Stripe CTF 3.0

Sadly, level 3 would not run for me, even with Stripe’s patch, so I could not continue with the competition. It was fun while it lasted though – C

Wednesday saw the beginning of another Stripe CTF! This time I was in London when it started so I went to the launch meeting with some old uni friends.

The theme this time was distributed computation, so with a tiny netbook, I dove in to the levels.

Level 0

Level 0 was essentially an exercise in optimisation. A given text input was checked against a list of words. If an input word was in the preset dictionary, it had to be tagged. The preset dictionary was an ordered list, and as such was O(n) to search. By applying the following:

index 1558f2d..d07273f 100644
--- orig.rb
+++ mod.rb
@@ -1,4 +1,5 @@
#!/usr/bin/env ruby
+require 'set'

# Our test cases will always use the same dictionary file (with SHA1
# 6b898d7c48630be05b72b3ae07c5be6617f90d8e). Running `test/harness`
@@ -7,6 +8,7 @@

path = ARGV.length > 0 ? ARGV[0] : '/usr/share/dict/words'
entries = File.read(path).split("\n")
+entries = Set.new(entries)

contents = $stdin.read
output = contents.gsub(/[^ \n]+/) do |word|

 


The list is turned into a set with a  O(1) lookup time. Significantly speeding up the operation.

Level 1

This level was about cryptocurrencies, and to pass this level you had to mine a … ‘GitCoin’. Essentially, you were given a repo with an initial catalog of transactions. You had to successfully submit a transaction with gave your given use a gitcoin.

Proof of work for a gitcoin was determined by ensuring that the git commit message had a SHA1 signature that was lexigraphically smaller than the difficulty.

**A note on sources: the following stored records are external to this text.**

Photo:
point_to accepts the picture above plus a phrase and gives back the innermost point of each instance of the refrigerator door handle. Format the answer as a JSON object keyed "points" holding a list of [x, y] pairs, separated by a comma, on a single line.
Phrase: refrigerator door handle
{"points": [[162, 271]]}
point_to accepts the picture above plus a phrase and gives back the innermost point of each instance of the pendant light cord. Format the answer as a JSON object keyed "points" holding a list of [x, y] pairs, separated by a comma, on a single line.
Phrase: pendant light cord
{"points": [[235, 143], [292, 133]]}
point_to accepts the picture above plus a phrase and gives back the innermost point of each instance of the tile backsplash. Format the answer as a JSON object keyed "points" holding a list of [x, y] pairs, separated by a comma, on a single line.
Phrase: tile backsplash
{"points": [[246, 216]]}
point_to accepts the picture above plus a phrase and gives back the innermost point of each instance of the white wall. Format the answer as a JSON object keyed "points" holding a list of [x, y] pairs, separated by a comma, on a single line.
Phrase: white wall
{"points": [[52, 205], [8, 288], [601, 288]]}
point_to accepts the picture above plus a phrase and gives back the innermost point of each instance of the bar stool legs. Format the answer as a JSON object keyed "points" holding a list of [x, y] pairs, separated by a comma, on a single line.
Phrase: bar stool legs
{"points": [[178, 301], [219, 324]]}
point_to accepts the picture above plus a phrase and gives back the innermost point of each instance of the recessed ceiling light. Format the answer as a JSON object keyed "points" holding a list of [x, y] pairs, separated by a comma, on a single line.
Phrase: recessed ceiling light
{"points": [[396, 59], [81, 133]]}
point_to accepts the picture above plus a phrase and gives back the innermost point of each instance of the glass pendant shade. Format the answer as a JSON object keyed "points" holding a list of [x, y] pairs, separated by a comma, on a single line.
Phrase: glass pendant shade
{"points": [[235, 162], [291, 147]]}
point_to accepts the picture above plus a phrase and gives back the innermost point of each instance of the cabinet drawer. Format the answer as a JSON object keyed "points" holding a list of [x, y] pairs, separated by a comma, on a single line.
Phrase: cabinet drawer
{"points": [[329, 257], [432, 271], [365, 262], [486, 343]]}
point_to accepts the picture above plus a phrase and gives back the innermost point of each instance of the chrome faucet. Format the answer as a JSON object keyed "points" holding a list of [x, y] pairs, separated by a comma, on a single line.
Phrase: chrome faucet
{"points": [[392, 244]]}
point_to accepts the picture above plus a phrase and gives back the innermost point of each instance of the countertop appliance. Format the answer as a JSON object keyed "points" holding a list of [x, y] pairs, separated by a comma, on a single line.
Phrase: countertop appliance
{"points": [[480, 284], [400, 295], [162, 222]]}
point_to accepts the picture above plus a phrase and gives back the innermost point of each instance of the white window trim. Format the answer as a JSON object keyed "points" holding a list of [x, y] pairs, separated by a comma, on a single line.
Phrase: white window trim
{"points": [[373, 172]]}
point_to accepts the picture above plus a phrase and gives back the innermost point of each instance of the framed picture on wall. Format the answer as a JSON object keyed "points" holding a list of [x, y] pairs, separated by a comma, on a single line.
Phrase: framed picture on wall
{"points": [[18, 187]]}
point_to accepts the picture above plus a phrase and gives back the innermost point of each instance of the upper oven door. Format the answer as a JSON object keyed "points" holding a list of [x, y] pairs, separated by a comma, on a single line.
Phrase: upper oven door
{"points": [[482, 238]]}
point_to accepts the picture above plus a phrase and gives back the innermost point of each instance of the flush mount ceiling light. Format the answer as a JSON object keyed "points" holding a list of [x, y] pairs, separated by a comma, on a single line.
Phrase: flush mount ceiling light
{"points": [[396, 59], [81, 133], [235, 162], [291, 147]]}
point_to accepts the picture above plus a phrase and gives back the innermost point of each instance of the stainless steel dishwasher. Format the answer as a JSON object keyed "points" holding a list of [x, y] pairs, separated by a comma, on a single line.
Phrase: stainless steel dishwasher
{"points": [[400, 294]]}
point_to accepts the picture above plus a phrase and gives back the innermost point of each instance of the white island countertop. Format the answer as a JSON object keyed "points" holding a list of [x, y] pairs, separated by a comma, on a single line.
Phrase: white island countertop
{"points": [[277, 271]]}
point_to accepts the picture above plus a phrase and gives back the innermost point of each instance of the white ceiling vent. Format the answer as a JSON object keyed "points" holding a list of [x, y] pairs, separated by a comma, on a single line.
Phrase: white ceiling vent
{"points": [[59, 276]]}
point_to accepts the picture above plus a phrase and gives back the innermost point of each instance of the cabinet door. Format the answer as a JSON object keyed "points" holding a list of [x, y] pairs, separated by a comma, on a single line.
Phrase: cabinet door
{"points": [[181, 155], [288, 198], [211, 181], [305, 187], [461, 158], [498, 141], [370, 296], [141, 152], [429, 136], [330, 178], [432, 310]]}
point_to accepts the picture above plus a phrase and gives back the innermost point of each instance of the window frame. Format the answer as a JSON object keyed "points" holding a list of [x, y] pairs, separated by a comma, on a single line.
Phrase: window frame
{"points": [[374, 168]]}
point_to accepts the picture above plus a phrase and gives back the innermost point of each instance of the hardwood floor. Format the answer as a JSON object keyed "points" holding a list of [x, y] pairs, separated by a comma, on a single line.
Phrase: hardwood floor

So add a nonce to your commit message and keep cycling though random numbers until the commit message had a valid signature.

Stripe provided a very slow bash reference implementation, which I still used to pass the level. Instead of increasing the nonce in bash though, I wrote a python script to find a correct hash for me faster.

import sys
from hashlib import sha1
import random
import string
import Queue as queue
import threading

def work(diff, tree,  parent, timestamp, q):
    diffl = len(diff)
    diff = ''.join('0' for x in range(diffl))
    body = "tree %s\nparent %s\nauthor CTF user <me@example.com> %s +0000\ncommitter CTF user <me@example.com> %s +0000\n\nGive me a Gitcoin\n\nnonce: " % (tree, parent, timestamp, timestamp)
    while True:
        body_b = '%s%s' % (body, ''.join(random.choice(string.hexdigits) for x in range(8)))
        s = sha1('commit ' + str(len(body_b)) + '\0' + body_b)
        hex = s.hexdigest()[:diffl]
        if hex.startswith(diff):
            body = body_b
            break
    q.put(body)

def main():
    diff, tree, parent, timestamp = sys.argv[1:]
    q = queue.Queue()
    threads = [threading.Thread(target=work, args=(diff, tree, parent, timestamp, q)) for i in range(1)]
    for th in threads:
        th.daemon = True
        th.start()

    body = bytes(q.get())
    with open('/home/carl/level1/test.txt', 'w') as f:
        f.write(body)

    for th in threads:
        th.join(0)

if __name__ == '__main__':
    main()

There were some hurdles I came across while solving this, which show in the code.  The git hashing command git hash-object -t commit didn’t just take the SHA1 hash of its input, it would first prepend commit len(data)\0 before hashing. This was easy enough to find with a bit of searching, but a major issue I was having that I couldn’t replicate the SHA1 hash unless I first wrote the commit to a file, rather than streaming via stdout. So I just wrote to a file and modified the miner bash script to change:

@@ -56,12 +56,12 @@ $counter"

        # See http://git-scm.com/book/en/Git-Internals-Git-Objects for
        # details on Git objects.
-       sha1=$(git hash-object -t commit --stdin <<< "$body")
+       sha1=$(git hash-object -t commit /home/carl/level1/test.txt)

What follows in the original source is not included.